Everything works, it’s very efficient, public transit and internet is good and it’s extremely safe. It also has great food and has low taxes.
Most Western countries just can’t compete and while the UAE is pretty well run in some aspect, there’s always the religious part which makes me uneasy when I’m there.
As a single person without kids, there is no better place than Singapore.
As a german, are you ok with the human rights violations happening in Singapore
https://en.wikipedia.org/wiki/Human_rights_in_Singapore
https://www.hrw.org/world-report/2025/country-chapters/singa...
As a german, are you ok with the death penalty (for as little as 14 grams of drugs)? Are you with violent and cruel corporal punishment (for as little as vandalism)?
Yes, for most part. SG has a zero tolerance policy.

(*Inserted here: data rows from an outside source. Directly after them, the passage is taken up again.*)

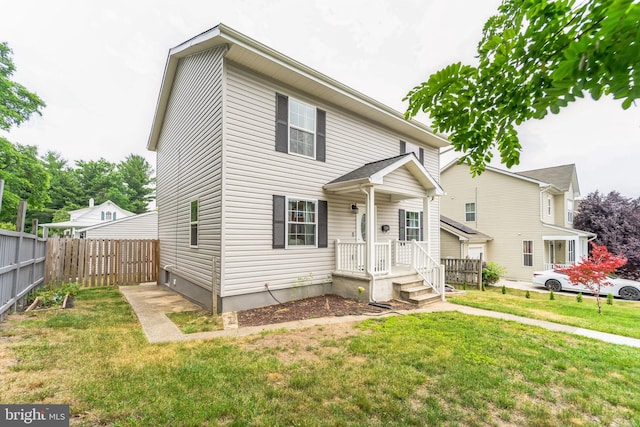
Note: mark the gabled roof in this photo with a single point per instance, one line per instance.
(374, 173)
(262, 59)
(462, 231)
(118, 221)
(559, 176)
(78, 213)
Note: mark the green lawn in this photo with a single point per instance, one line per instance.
(621, 318)
(441, 369)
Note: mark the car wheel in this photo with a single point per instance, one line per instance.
(630, 293)
(553, 285)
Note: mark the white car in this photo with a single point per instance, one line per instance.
(554, 281)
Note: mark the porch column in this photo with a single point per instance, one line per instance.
(426, 221)
(371, 230)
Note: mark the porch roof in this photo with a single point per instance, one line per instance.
(462, 231)
(374, 173)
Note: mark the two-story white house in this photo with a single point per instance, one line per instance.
(90, 216)
(274, 180)
(529, 216)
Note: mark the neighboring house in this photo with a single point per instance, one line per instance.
(528, 214)
(461, 241)
(87, 217)
(142, 226)
(263, 164)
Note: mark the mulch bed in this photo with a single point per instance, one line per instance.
(310, 308)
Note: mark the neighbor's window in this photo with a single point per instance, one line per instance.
(193, 236)
(412, 225)
(570, 211)
(302, 128)
(469, 211)
(527, 253)
(301, 222)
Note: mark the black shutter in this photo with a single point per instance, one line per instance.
(321, 136)
(279, 223)
(322, 224)
(282, 123)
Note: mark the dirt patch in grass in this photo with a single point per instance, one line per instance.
(310, 308)
(301, 344)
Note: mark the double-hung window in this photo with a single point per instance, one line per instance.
(527, 253)
(570, 211)
(301, 222)
(193, 224)
(302, 128)
(470, 212)
(571, 251)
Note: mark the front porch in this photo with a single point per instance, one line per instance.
(403, 270)
(403, 267)
(564, 251)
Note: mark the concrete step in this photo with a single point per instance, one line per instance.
(407, 293)
(422, 300)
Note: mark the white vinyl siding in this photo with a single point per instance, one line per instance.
(254, 171)
(189, 166)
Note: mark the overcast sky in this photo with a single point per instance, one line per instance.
(99, 65)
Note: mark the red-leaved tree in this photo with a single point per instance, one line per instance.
(594, 271)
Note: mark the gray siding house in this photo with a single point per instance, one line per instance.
(274, 180)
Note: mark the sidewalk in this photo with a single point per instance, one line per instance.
(150, 303)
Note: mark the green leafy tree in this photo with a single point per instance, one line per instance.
(137, 174)
(100, 180)
(535, 56)
(17, 104)
(25, 178)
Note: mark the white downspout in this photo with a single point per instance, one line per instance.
(370, 242)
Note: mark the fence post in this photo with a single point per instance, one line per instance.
(22, 212)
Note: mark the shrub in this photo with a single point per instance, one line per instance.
(491, 273)
(51, 296)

I do think the death penalty for drugs is reasonable. Drug dealers destroy families and communities for their own profit. The arrival card in Singapore literally states that smuggling drugs is punishable by death. If you still attempt, that sounds like a “you” problem.

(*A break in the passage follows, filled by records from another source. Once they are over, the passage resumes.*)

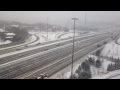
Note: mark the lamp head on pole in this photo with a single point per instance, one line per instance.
(74, 18)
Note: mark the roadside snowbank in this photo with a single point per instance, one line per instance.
(111, 50)
(5, 42)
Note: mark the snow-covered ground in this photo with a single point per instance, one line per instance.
(111, 50)
(5, 42)
(1, 30)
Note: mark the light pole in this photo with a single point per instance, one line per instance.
(47, 28)
(74, 19)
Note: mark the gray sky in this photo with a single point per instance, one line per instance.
(60, 17)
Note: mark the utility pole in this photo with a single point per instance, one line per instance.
(74, 19)
(85, 18)
(47, 28)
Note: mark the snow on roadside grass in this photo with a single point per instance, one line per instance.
(5, 42)
(111, 50)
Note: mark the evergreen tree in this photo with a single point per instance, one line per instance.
(85, 66)
(98, 64)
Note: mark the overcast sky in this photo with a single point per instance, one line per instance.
(60, 17)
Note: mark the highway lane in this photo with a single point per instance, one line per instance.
(27, 45)
(61, 64)
(18, 55)
(16, 69)
(14, 48)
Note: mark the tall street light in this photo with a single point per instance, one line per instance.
(47, 28)
(74, 19)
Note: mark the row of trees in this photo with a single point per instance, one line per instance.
(115, 66)
(2, 36)
(20, 34)
(83, 71)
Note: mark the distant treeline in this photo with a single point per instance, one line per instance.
(20, 34)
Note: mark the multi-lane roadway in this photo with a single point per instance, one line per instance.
(47, 58)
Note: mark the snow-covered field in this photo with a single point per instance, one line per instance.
(5, 42)
(111, 50)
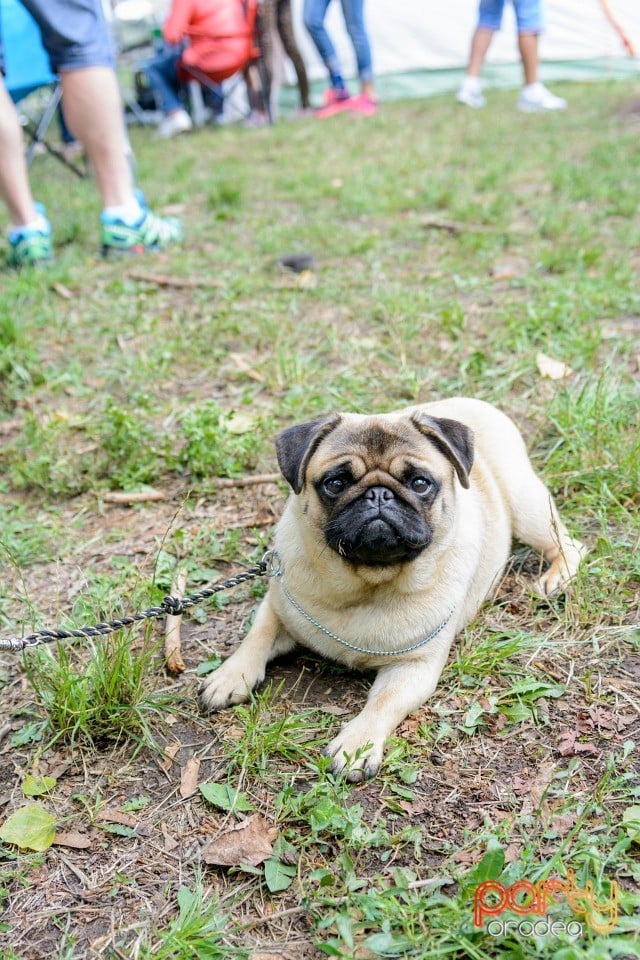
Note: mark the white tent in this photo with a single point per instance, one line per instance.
(414, 36)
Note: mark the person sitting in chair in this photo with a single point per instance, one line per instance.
(206, 36)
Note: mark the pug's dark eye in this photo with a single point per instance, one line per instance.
(420, 484)
(334, 486)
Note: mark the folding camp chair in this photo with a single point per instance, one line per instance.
(26, 71)
(236, 57)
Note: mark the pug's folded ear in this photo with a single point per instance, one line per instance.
(296, 445)
(452, 438)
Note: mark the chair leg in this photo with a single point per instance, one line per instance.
(199, 112)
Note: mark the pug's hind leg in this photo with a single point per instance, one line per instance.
(234, 680)
(397, 691)
(538, 524)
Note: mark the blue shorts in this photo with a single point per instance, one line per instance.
(528, 15)
(75, 33)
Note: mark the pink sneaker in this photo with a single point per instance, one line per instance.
(363, 105)
(339, 105)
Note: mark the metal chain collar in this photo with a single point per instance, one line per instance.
(276, 570)
(270, 565)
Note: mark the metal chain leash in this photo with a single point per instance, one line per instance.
(170, 606)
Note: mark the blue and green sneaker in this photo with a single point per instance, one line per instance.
(149, 233)
(31, 245)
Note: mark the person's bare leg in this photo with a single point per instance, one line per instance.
(14, 180)
(480, 43)
(528, 46)
(93, 111)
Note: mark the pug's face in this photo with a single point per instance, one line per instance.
(376, 487)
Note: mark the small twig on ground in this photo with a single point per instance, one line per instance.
(141, 496)
(436, 223)
(172, 651)
(162, 280)
(253, 481)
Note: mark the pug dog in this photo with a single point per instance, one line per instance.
(397, 529)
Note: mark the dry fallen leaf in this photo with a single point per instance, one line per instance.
(189, 777)
(249, 842)
(110, 815)
(333, 709)
(552, 369)
(170, 752)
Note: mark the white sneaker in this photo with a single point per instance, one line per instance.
(535, 97)
(177, 122)
(470, 93)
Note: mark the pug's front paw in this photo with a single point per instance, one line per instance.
(357, 753)
(230, 684)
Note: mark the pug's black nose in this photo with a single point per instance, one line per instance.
(377, 496)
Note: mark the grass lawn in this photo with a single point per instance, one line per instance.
(450, 249)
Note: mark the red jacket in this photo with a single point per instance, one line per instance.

Also the punishment for vandalism or rape sounds reasonable.
The treatment of foreign construction workers is not good and can be improved.
> I do think the death penalty for drugs is reasonable.
Well, it's not. It's barbaric and primitive. A warning is no justification.
> Well, it's not. It's barbaric and primitive. A warning is no justification.
It's actually Singapore that turned me against the death penalty. I saw a photo on a news site one day showing a casket in Singapore, with some kind of placard showing the decedent's name, DOB, and then the date that they "died."
They didn't die due to illness or injury; they died because Singapore executed them. That was it for me.
Executing people guilty of serious crimes is good and just. They should have a proper trial, and the crimes should be sufficiently serious, but execution is no more or less "barbaric" than the alternatives. As Adam Smith said, "mercy to the guilty is cruelty to the innocent."
> Executing people guilty of serious crimes is good and just.
Wrong. It's barbaric and primitive.
> execution is no more or less "barbaric" than the alternatives
Yes, it is. People make mistakes. People have infinite possibility to grow, change and contribute to society. Snuffing everything someone is out because of an arbitrary society rule that ultimately does less harm than murder is indefensible.
> "mercy to the guilty is cruelty to the innocent."
Taken as far to defend murder it becomes nonsense.
> Wrong. It's barbaric and primitive.
Source?
> Yes, it is. People make mistakes. People have infinite possibility to grow, change and contribute to society. Snuffing everything someone is out because of an arbitrary society rule that ultimately does less harm than murder is indefensible.
Putting aside statistics on actual reform instead of fantastical infinite possibility, as I understand this policy mostly serves to deter foreigners from attempting the potentially very lucrative business of smuggling drugs into Singapore. Even if Singapore didn't take the "barbaric" approach of executing them, they would have to either host them as prisoners on their already very limited land, or go through the process of deporting them to their home country, where they might not even face any consequences and just try again. Why should they bear this burden for people who have no ties to Singapore and will never contribute anything to it?
> Source?
Do you know what an opinion is?
> as I understand this policy mostly serves to deter foreigners from attempting the potentially very lucrative business of smuggling drugs into Singapore.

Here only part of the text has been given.